もし、冷たい反応をされたら?気持ち悪いと罵倒されたら?
他人の方がまだ幸せな関係なのではないかと考えるにつれて私の胸はキリキリと痛む。
それでも、やっぱり彼とどうにか関わりたい。
強い気持ちが私の背中を押した。
大きく息を吸って、吐いた。鞄に付いている大きな人形をぎゅっと握りしめ、私は立ち上がる。
今日は彼は吊り革に左手をぶら下がらせ、単語帳を見ていた。こちらに視線を送る素振りはなく、真剣な眼差しだった。
どうか、優しく声をかけてくれますように!
一歩一歩彼に近付いている間に、先程まで座っていた私の座席にサラリーマンの男性が座り込む。
私にもう後戻りはできないと伝えられているかの様だった。
そっと彼に手を伸ばし、声を喉から絞り出した。
「あの……。」
その時だった。
金属と金属が擦れ合うような嫌な音が響いたと同時に車内が大きく揺れる。
乗客全員がどよめき、同じ様に前へと傾いた。
話しかけるために前のめりになっていた私の体は当然の様に勢いよく前に傾き、大きく重心の移動した体は支える場所をなくしてそのまま前へと倒れ込んだ。
(やばい!)
視界がぐるりと回転した時だった。
私の体は床に倒れる事なく、何か硬いものに包み込まれる様にぶつかった。
車内に広がる喧騒と共に心臓の鼓動がうるさく聞こえる。
花の様な優しい香りが鼻腔をくすぐった。
もしや、と思った。
信じられないと思いつつも、私は顔を上げる。そして、目の前の光景に絶句した。
「あ、あの。」
「すみません。」
目の前には、「彼」がいた。
それに加え、抱き止めてくれたのが彼だと理解した瞬間、頭に血が昇っていくのを感じた。

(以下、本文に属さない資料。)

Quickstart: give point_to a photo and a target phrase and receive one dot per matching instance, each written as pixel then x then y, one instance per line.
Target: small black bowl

彼は急停車した一号車の方を眺めながら私の体を起こす。初めて聞いた彼の声は思っていたよりもハスキーでそれでもって心地良い声だった。
私は見惚れている間も無く慌てて彼から離れ、勢いよく頭を下げた。
「こちらこそすみません!」
大きな声が口から発され、彼はこちらに目をやらず黙って礼をした。
混乱する頭をよそに車内アナウンスが無常に流れた。
「只今、次の〇〇駅で緊急停止ボタンが押されたため、車両をしばらく停止致します。復旧までしばらくお待ちください。」
あちこちからため息混じりの声が飛び交った。
結局それ以降、ふたたび彼と話す事はないまま同じ様に時が流れた。